Laurène est en stage non gratifié de janvier à juin 2023 au sein du Centre Social de Bagatelle à Toulouse, au pôle Jeunesse et Famille. Sa mission est orientée autour de l’accompagnement à la scolarité.
Comment s’est passée ta recherche de stage ?
J’ai envoyé beaucoup de candidatures par mail, sur Toulouse, et j’ai eu beaucoup de réponses positives mais ça concernait des stages non gratifiés. En parallèle je faisais du bénévolat au CLAS (Contrat Local d’Accompagnement Scolaire) au sein du Centre Social de Bagatelle donc j’avais demandé à effectuer un stage dans cette structure. Normalement je devais être gratifiée mais ça ne s’est pas fait, donc j’ai continué de chercher d’autres structures qui pourraient m’accueillir. Finalement j’ai pas trouvé de stage pouvant être gratifié donc je suis revenue vers le Centre Social de Bagatelle en me disant autant faire mon stage dans un endroit que je connais et où je me sens bien.
Quel est ton sujet de mémoire et comment tu l’articules avec ton stage ?

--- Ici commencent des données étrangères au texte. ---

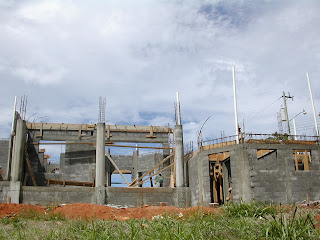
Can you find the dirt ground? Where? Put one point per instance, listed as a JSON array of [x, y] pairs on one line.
[[92, 211], [86, 210]]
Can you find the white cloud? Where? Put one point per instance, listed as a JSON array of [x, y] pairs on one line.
[[66, 54]]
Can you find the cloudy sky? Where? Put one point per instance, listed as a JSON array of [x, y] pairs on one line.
[[65, 54]]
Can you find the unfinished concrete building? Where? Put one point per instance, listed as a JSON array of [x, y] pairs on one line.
[[258, 168]]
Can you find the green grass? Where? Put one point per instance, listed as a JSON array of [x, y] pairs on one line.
[[238, 221]]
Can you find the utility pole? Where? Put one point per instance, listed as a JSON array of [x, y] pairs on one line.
[[286, 109], [235, 104]]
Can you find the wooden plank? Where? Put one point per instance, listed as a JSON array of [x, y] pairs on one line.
[[139, 179], [219, 156], [296, 161], [151, 133], [215, 192], [116, 167], [306, 161], [123, 171], [91, 127], [219, 145]]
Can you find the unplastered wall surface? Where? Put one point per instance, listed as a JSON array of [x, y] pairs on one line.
[[307, 182], [57, 195], [240, 159], [4, 189], [79, 162], [134, 197], [273, 177], [123, 161], [199, 179]]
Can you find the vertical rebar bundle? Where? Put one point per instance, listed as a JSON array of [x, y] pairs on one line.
[[23, 107], [102, 110]]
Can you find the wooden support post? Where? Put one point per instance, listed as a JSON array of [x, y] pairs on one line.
[[139, 179], [296, 160], [151, 133], [25, 179], [108, 132], [172, 174], [80, 130], [116, 167]]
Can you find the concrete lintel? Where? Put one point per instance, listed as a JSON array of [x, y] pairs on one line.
[[92, 127]]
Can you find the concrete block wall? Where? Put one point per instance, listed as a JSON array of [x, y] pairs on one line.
[[130, 197], [57, 195], [307, 182], [194, 180], [78, 163], [134, 197], [4, 191], [271, 178]]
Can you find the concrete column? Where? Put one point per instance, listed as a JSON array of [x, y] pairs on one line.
[[18, 151], [178, 137], [100, 164], [239, 159], [17, 161], [135, 165]]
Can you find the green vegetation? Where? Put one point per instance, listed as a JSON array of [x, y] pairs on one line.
[[238, 221]]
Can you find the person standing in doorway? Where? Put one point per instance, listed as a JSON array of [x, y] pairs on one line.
[[159, 179]]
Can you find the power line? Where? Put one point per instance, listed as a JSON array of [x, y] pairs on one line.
[[263, 110]]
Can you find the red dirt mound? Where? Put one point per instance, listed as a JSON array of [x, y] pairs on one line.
[[92, 211], [10, 210], [84, 210]]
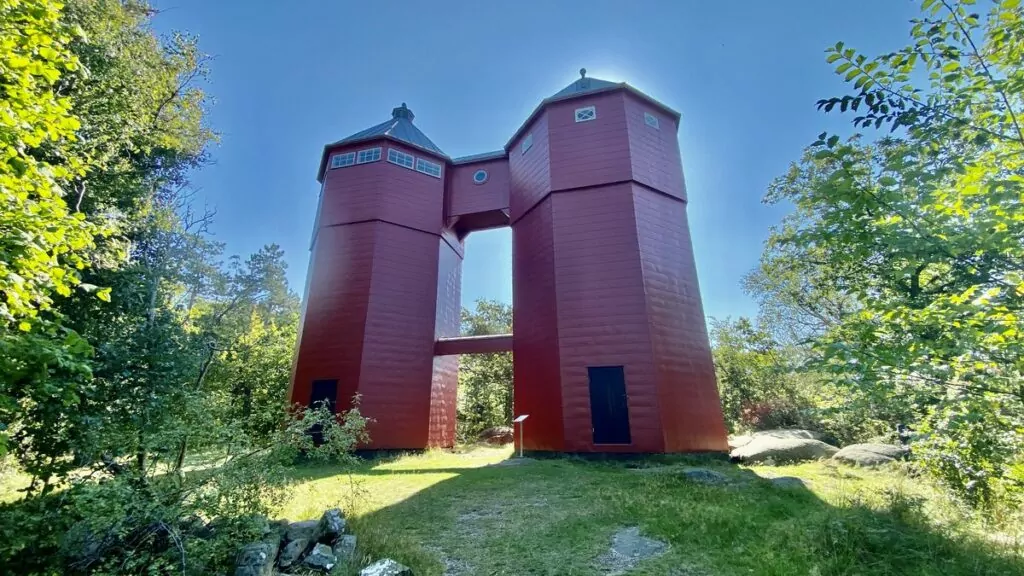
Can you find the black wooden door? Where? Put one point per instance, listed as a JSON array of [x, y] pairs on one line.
[[608, 409], [325, 389]]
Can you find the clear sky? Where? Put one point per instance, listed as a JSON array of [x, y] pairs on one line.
[[290, 76]]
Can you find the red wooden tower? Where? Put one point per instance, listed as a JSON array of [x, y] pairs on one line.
[[609, 344]]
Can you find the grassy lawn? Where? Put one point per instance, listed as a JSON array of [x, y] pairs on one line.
[[454, 513]]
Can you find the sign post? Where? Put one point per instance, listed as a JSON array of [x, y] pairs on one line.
[[520, 420]]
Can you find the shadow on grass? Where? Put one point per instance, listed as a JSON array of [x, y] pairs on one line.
[[558, 516]]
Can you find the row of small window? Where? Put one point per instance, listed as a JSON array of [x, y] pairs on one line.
[[393, 156], [352, 158], [590, 113], [584, 115]]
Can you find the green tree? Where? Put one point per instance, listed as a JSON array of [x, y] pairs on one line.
[[925, 229], [484, 379]]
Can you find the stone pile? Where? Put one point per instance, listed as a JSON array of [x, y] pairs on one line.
[[307, 545], [788, 446]]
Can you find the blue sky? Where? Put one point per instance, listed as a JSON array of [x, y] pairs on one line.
[[290, 76]]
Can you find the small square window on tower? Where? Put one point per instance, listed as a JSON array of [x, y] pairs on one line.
[[342, 160], [369, 155], [585, 114]]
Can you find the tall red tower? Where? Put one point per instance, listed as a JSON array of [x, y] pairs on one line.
[[610, 347]]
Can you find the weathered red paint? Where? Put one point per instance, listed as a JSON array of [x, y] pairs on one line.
[[603, 275]]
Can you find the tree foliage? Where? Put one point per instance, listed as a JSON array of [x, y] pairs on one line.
[[148, 405], [484, 380], [924, 231]]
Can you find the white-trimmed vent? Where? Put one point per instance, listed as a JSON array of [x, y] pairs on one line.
[[400, 158], [586, 114], [369, 155], [526, 142], [342, 160]]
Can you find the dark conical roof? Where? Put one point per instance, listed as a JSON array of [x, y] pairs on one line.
[[584, 85], [399, 127]]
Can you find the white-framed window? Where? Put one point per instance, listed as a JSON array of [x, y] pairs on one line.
[[526, 142], [428, 167], [342, 160], [400, 158], [587, 113], [369, 155]]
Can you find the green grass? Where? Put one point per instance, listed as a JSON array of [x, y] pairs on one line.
[[444, 512], [458, 513]]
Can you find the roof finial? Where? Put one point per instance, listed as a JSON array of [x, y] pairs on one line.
[[402, 112]]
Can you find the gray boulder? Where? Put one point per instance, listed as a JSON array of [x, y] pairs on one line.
[[331, 526], [787, 482], [305, 529], [321, 558], [344, 548], [869, 454], [255, 560], [779, 450], [386, 567], [292, 552], [704, 476]]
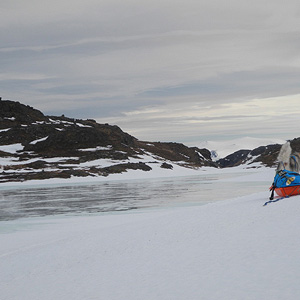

Alors moi pour le coup ça s’articule très bien vu que mes missions de stage tournent autour de mon sujet de recherche. Je fais mon mémoire sur l’accompagnement à la scolarité mis en place par les acteurs de l’éducation populaire et dans ce Centre Social il y a vraiment cette dimension éducation populaire donc c’est vraiment mon sujet, je peux interroger les bénévoles qui y interviennent pour mon mémoire.
Quels défis as-tu relevé et quelles ont été tes facilités ?
Pour les séances d’accompagnement je dois mettre en pratique et de façon concrète des pédagogies particulières d’accompagnement pour les jeunes et les familles donc ça c’est un réel défi. Après, comme je suis pas gratifiée, je suis vraiment très libre de mener ma recherche pour mon mémoire comme je le veux. Je n’ai pas la pression donc ça se passe super bien et je me sens vraiment à l’aise.
« Je n’ai pas la pression donc ça se passe super bien et je me sens vraiment à l’aise. »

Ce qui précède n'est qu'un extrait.